How is the history of the book different from literary criticism? Is establishing authorial authority in terms of book history really different from establishing authorial authority in literary criticism? Having studied different schools of literary criticism, and theorists including Barthes and Foucault, I have a difficult time accepting history of the book as a discipline separate from that of literary criticism. It’s quite easy to see how much of a correlation exists between literary criticism and the history of the book, especially when it comes to establishing authority for the reader and author, as well as effects authors and books have on society. While it is very interesting to see how some of the basic ideas of literary theories can be taken further with the use of quantitative and historical evidence that the history of the book provides, I’m not entirely convinced of their separation. I may be quick to judge, as I haven’t had much experience with or exposure to the characteristics of the history of the book, but I feel both disciplines have similar intents. The means to achieve an answer or insight may differ, but the overall goals are very similar.
To shed some light on my thought process, and thus hesitance with book history, I want to make use of Michel Foucault’s ideas from “What Is an Author?”. As mentioned in An Introduction to Book History, one of his biggest concerns is with authority of an author. More specifically, Foucault urges readers to question the authority given to an author. Why, for example, is Shakespeare highly regarded in our society? Is it because of the success of his plays during his time or presently? Is it because of its contents, the message it relays? These are some of the broader questions, which he answers by presenting the idea of the “author-function”, that the author is a part of the structure of the work and an indication of the authority of the work. We give these highly regarded books and authors authority just because it has become commonplace, almost a rule in our society to regard Shakespeare as important in literary history. The history of the book does, among other things, work to question authority and seems to answer much of these same questions, but does so in a more quantitative way.
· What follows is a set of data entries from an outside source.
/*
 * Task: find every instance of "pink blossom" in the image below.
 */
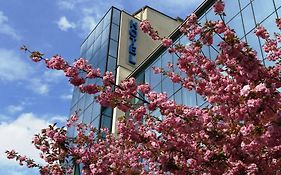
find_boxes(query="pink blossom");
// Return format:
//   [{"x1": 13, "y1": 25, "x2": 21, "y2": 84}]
[
  {"x1": 69, "y1": 76, "x2": 85, "y2": 86},
  {"x1": 255, "y1": 25, "x2": 269, "y2": 39},
  {"x1": 213, "y1": 0, "x2": 225, "y2": 14},
  {"x1": 86, "y1": 68, "x2": 101, "y2": 78},
  {"x1": 240, "y1": 85, "x2": 251, "y2": 96},
  {"x1": 79, "y1": 84, "x2": 99, "y2": 94},
  {"x1": 73, "y1": 58, "x2": 88, "y2": 69},
  {"x1": 137, "y1": 83, "x2": 151, "y2": 94},
  {"x1": 162, "y1": 38, "x2": 173, "y2": 47},
  {"x1": 45, "y1": 55, "x2": 67, "y2": 70},
  {"x1": 152, "y1": 67, "x2": 162, "y2": 74},
  {"x1": 67, "y1": 114, "x2": 78, "y2": 127},
  {"x1": 254, "y1": 83, "x2": 269, "y2": 94},
  {"x1": 64, "y1": 67, "x2": 78, "y2": 77}
]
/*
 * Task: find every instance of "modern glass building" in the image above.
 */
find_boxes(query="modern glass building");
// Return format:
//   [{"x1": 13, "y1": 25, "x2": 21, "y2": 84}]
[
  {"x1": 130, "y1": 0, "x2": 281, "y2": 117},
  {"x1": 69, "y1": 0, "x2": 281, "y2": 136},
  {"x1": 68, "y1": 6, "x2": 182, "y2": 138},
  {"x1": 67, "y1": 7, "x2": 121, "y2": 138}
]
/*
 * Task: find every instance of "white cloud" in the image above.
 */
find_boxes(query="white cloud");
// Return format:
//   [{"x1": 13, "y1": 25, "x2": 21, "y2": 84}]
[
  {"x1": 7, "y1": 105, "x2": 24, "y2": 114},
  {"x1": 43, "y1": 70, "x2": 64, "y2": 83},
  {"x1": 0, "y1": 11, "x2": 20, "y2": 40},
  {"x1": 29, "y1": 79, "x2": 49, "y2": 95},
  {"x1": 56, "y1": 0, "x2": 123, "y2": 35},
  {"x1": 0, "y1": 48, "x2": 32, "y2": 81},
  {"x1": 0, "y1": 114, "x2": 9, "y2": 121},
  {"x1": 57, "y1": 16, "x2": 76, "y2": 31},
  {"x1": 49, "y1": 115, "x2": 67, "y2": 123},
  {"x1": 0, "y1": 113, "x2": 50, "y2": 167},
  {"x1": 60, "y1": 94, "x2": 72, "y2": 100},
  {"x1": 0, "y1": 48, "x2": 68, "y2": 95},
  {"x1": 80, "y1": 16, "x2": 97, "y2": 33}
]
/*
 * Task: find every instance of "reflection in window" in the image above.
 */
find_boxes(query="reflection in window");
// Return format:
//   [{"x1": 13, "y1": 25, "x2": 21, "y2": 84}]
[
  {"x1": 246, "y1": 32, "x2": 264, "y2": 62},
  {"x1": 101, "y1": 25, "x2": 110, "y2": 44},
  {"x1": 112, "y1": 8, "x2": 121, "y2": 25},
  {"x1": 239, "y1": 0, "x2": 251, "y2": 9},
  {"x1": 174, "y1": 89, "x2": 182, "y2": 104},
  {"x1": 88, "y1": 30, "x2": 96, "y2": 46},
  {"x1": 91, "y1": 116, "x2": 100, "y2": 129},
  {"x1": 275, "y1": 0, "x2": 281, "y2": 9},
  {"x1": 101, "y1": 115, "x2": 112, "y2": 129},
  {"x1": 252, "y1": 0, "x2": 275, "y2": 23},
  {"x1": 162, "y1": 77, "x2": 174, "y2": 98},
  {"x1": 223, "y1": 0, "x2": 240, "y2": 22},
  {"x1": 227, "y1": 14, "x2": 245, "y2": 37},
  {"x1": 84, "y1": 94, "x2": 94, "y2": 109},
  {"x1": 83, "y1": 105, "x2": 92, "y2": 124},
  {"x1": 182, "y1": 89, "x2": 197, "y2": 107},
  {"x1": 107, "y1": 56, "x2": 117, "y2": 73},
  {"x1": 110, "y1": 24, "x2": 119, "y2": 41},
  {"x1": 145, "y1": 68, "x2": 151, "y2": 85},
  {"x1": 109, "y1": 40, "x2": 118, "y2": 57},
  {"x1": 103, "y1": 10, "x2": 111, "y2": 28},
  {"x1": 161, "y1": 51, "x2": 172, "y2": 70},
  {"x1": 261, "y1": 13, "x2": 278, "y2": 36},
  {"x1": 150, "y1": 59, "x2": 161, "y2": 88},
  {"x1": 241, "y1": 4, "x2": 256, "y2": 35}
]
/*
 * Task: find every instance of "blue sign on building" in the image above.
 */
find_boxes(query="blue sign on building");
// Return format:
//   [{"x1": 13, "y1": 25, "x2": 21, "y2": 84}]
[{"x1": 128, "y1": 20, "x2": 137, "y2": 65}]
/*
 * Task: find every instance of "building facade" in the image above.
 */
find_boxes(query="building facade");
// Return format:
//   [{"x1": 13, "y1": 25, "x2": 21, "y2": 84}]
[
  {"x1": 69, "y1": 0, "x2": 281, "y2": 137},
  {"x1": 130, "y1": 0, "x2": 281, "y2": 116},
  {"x1": 68, "y1": 6, "x2": 181, "y2": 138}
]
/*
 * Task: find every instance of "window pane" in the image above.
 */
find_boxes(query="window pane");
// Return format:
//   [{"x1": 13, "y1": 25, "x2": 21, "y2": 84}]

By using material and quantitative aspects of a book to question authority, book history can contribute something different, and at times something even more significant. With Robert Darnton’s communication circuit, for example, one can see how different agents in the writing and publishing process affect the overall experience of a reader, somehow affecting their reception of the work. By analyzing materials and using quantitative methods to discover qualities of a book’s and author’s history, a more factual and statistical conclusion can be made in regards to authority and experience. Simon Eliot realized this need for quantitative analysis when working to determine the success of Walter Besant. He admits in “Very Necessary But Not Quite Sufficient” that without data, by just researching a few other writers and comparing them to Besant’s success, he wouldn’t be able to provide an accurate description of Besant’s success. While he was hesitant at first, the need for something more drove him to quantitative book history. He admits that it is a lot of work, which is suspected with the collection and analyzation of data, but overall achieved a greater significance of Besant’s success than he could in another way (286).
Just like Eliot, I can see the importance book history has as a discipline. With the use of quantitative support, book history can contribute valuable pieces of evidence to an ending conclusion about an author or a book that literary criticism alone could not provide. However, I am still curious and hesitant about the field of book history in general. So, my ending question: is it only the historical and quantitative aspects of the history of the book that separates it from literary criticism? I realize there are differences between both disciplines, but I find it a bit difficult to ignore the fact that overall, many of the schools in each discipline work to determine the authority and impact a text has on society or because of society. It seems although book history and literary criticisms have different ways of getting there, the overall destination is the same. Let me make clear that I am not at all trying to discredit the history of the book, I just am curious and, perhaps, overwhelmed by this new area of study. Maybe others can clear up my hesitation and point out what I’m missing. Perhaps I’m not placing enough importance on the material and quantitative aspects, but I am definitely interested in discovering what really separates the history of the book from schools of literary criticism.